As astonishing a technical achievement as Holthusens projections are, as well rendered and visually pleasing at they are, as charming and as smart as they seem, as an audience member, you very quickly get used to them. The source poem doesn’t give much, so Holthusen struggles to find action to illustrate, resulting in a series of what feels like restless frames. There is a thrust at times to the Tiger Lillies’ tracks that that lanquid narrative of both the poem and, by way of that, the AV, simply can’t match.

The technology doesn't evolve over the show. There is no “You Ain't Seen Nothing Yet” moment where a new level of interaction between the Lillies and the screens emerges. It quickly becomes just another light show, another thing to put your eyes on while the songs pass.

They need to be the live spark, the hot live act, the “Anything Can Happen”, the half-gig at the heart of this show, but they may as well be as pre-recorded as the AV.

This makes the show feel long. Very long. Every single person I have spoken to about Rime, even the people who proclaimed it their favourite entertainment in years, have talked about how long it feels. Ninety minutes is nothing. The mish-mash of tensions: the pace of the narrative, the thrust of the music and the innate dawdle of the adapted narrative all clash against each other, never quite sitting in the same world.

But what of the music itself? If you've heard of the Tiger Lillies you know what you think of them and their scratchy, raw, hand-wrought musical stylings. In many ways, Rime operates best as simply a Tiger Lillies gig. If you like their music, and I do, the show should pass easily and wonderfully. They are on top form with a set of songs as solid as any that they have produced. This is the half-gig of the show. This is the half that works. But it is not the whole.

The music suffers when forced into a narrative frame. As little changes in the story you begin to really dwell on how very similar some of the songs sound. It feels like the whole thing is winding in circles, not developing. Keeping you there. Denying you action or catharsis.

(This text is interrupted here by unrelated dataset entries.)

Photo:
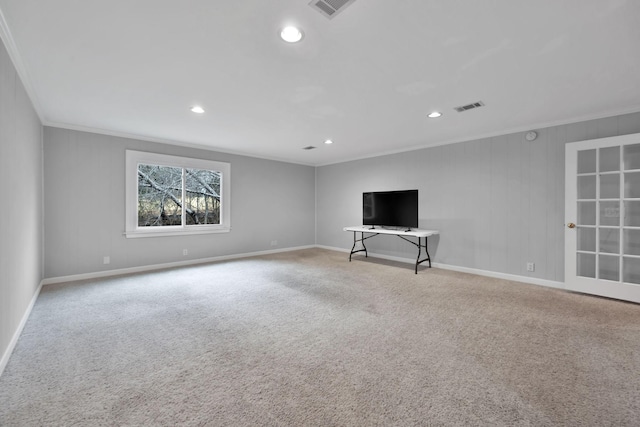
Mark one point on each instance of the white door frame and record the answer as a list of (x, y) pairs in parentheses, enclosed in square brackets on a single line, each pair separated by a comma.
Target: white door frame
[(607, 288)]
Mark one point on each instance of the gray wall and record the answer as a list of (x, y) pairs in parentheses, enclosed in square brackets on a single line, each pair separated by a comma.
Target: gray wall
[(21, 195), (85, 211), (498, 202)]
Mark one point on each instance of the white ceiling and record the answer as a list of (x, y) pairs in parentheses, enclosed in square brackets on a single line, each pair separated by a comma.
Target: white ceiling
[(365, 79)]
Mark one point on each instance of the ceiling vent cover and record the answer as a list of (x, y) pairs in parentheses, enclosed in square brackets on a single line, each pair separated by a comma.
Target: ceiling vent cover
[(469, 106), (330, 8)]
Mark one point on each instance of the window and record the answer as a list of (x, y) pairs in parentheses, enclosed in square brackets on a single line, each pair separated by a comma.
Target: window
[(169, 195)]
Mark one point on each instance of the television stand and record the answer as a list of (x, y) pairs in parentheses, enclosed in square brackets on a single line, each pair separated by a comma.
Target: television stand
[(372, 232)]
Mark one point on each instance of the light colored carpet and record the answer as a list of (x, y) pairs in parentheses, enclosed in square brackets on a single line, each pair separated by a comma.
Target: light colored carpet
[(307, 338)]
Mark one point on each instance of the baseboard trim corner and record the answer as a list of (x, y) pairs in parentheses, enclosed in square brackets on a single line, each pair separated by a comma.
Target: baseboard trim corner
[(4, 361), (153, 267), (479, 272)]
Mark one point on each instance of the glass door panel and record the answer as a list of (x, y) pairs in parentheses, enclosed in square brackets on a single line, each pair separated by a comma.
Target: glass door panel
[(610, 186), (632, 185), (587, 187), (609, 267), (631, 156), (610, 213), (632, 214), (609, 240), (603, 217), (631, 270), (631, 239), (587, 239), (586, 213), (586, 265)]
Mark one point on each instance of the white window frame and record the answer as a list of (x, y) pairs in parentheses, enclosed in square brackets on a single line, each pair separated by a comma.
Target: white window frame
[(135, 158)]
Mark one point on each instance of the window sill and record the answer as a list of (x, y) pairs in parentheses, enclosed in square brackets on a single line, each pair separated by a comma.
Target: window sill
[(135, 234)]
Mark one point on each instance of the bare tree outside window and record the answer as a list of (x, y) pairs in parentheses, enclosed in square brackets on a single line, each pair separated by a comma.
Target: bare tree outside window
[(202, 193), (160, 196), (170, 195)]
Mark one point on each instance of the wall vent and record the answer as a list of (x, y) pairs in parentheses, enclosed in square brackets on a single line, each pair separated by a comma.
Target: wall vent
[(469, 106), (330, 8)]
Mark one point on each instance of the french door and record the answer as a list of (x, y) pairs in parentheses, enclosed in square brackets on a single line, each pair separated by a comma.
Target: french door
[(602, 217)]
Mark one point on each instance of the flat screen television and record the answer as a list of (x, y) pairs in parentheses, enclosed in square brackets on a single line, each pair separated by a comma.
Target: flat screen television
[(390, 208)]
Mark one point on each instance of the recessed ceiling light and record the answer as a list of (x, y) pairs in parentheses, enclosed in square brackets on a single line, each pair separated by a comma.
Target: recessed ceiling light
[(291, 34)]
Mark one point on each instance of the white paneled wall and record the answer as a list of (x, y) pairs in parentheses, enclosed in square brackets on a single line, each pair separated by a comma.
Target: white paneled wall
[(498, 202)]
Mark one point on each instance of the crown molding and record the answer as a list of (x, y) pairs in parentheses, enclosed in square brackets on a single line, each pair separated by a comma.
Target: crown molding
[(18, 64)]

How isolated the Lillies are between the screens doesn’t help – they are distant and dim. I wondered whether they were phoning it in, but I think they were just far away. They need to be the live spark, the “Anything Can Happen”, the half-gig at the heart of this show, but they may as well be as pre-recorded as the AV.

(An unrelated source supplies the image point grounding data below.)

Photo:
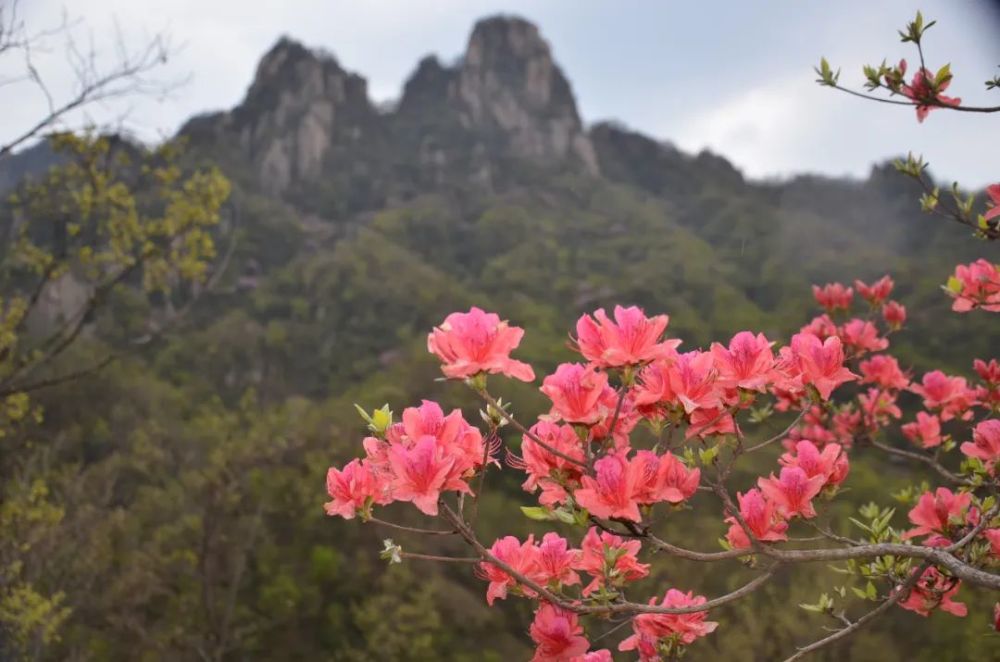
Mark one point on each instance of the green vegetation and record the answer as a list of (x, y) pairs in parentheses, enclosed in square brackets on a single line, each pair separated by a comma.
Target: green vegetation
[(169, 504)]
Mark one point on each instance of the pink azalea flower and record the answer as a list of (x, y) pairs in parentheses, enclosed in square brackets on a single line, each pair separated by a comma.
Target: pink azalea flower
[(822, 327), (862, 336), (883, 370), (693, 381), (951, 395), (793, 492), (894, 314), (878, 407), (557, 634), (921, 91), (610, 560), (831, 464), (979, 287), (926, 430), (821, 363), (631, 339), (522, 557), (993, 191), (833, 296), (663, 478), (988, 372), (936, 513), (576, 391), (455, 437), (547, 471), (985, 443), (421, 473), (653, 388), (760, 516), (747, 363), (477, 341), (993, 535), (612, 493), (686, 627), (934, 591), (628, 418), (556, 561), (877, 292), (349, 489), (705, 422)]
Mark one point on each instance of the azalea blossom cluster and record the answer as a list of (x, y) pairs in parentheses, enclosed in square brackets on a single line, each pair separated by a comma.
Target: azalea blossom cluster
[(637, 427), (925, 90), (977, 285)]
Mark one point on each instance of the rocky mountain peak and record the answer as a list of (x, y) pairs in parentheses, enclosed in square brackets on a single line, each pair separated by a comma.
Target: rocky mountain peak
[(510, 86)]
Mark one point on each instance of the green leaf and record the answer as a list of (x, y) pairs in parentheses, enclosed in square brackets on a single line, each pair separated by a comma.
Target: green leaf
[(536, 513)]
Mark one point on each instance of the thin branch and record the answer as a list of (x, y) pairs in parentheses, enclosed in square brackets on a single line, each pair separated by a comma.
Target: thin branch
[(613, 608), (412, 529), (896, 596), (783, 433), (445, 559), (525, 431)]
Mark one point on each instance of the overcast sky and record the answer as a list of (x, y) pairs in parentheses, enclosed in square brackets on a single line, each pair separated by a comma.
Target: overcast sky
[(735, 77)]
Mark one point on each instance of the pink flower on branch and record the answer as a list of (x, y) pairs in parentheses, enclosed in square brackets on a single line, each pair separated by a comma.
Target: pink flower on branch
[(934, 591), (793, 492), (985, 443), (862, 336), (993, 191), (831, 464), (686, 628), (350, 489), (925, 91), (663, 478), (551, 473), (576, 392), (523, 558), (877, 292), (761, 517), (612, 493), (631, 339), (883, 370), (833, 296), (422, 473), (925, 431), (747, 363), (951, 396), (557, 634), (475, 342), (936, 514), (610, 560), (894, 315), (975, 285), (819, 363)]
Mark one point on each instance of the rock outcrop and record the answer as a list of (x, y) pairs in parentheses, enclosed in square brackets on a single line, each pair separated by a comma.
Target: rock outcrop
[(305, 120)]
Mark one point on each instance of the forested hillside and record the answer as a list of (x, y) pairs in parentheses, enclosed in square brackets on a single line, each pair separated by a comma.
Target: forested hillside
[(186, 478)]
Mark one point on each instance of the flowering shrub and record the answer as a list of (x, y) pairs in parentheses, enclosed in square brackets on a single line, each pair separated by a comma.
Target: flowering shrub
[(637, 428)]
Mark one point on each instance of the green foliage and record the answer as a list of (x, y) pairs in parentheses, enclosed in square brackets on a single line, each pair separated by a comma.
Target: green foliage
[(179, 508)]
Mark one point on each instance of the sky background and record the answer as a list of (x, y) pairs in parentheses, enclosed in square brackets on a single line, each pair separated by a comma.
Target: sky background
[(734, 77)]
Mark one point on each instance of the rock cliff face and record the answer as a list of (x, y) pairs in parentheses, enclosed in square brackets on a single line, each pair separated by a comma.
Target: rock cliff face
[(505, 103), (300, 107), (511, 90)]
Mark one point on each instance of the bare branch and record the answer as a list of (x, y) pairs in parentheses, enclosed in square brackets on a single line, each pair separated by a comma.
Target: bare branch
[(896, 596)]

That is how important the frame is, that is why it's important to really consider the conversation that people will have around the work. If I had not been told to expect a narrative, a story, a show and just been told I was going to see a gig with a kick-ass light show, I would have been happy. And that's what I would have got. But I was told there'd be a story. That it would be complete, a whole narrative work. It even acted like there was. A band I love played a barely (only!) 90 minute gig and somehow managed to make it feel very long.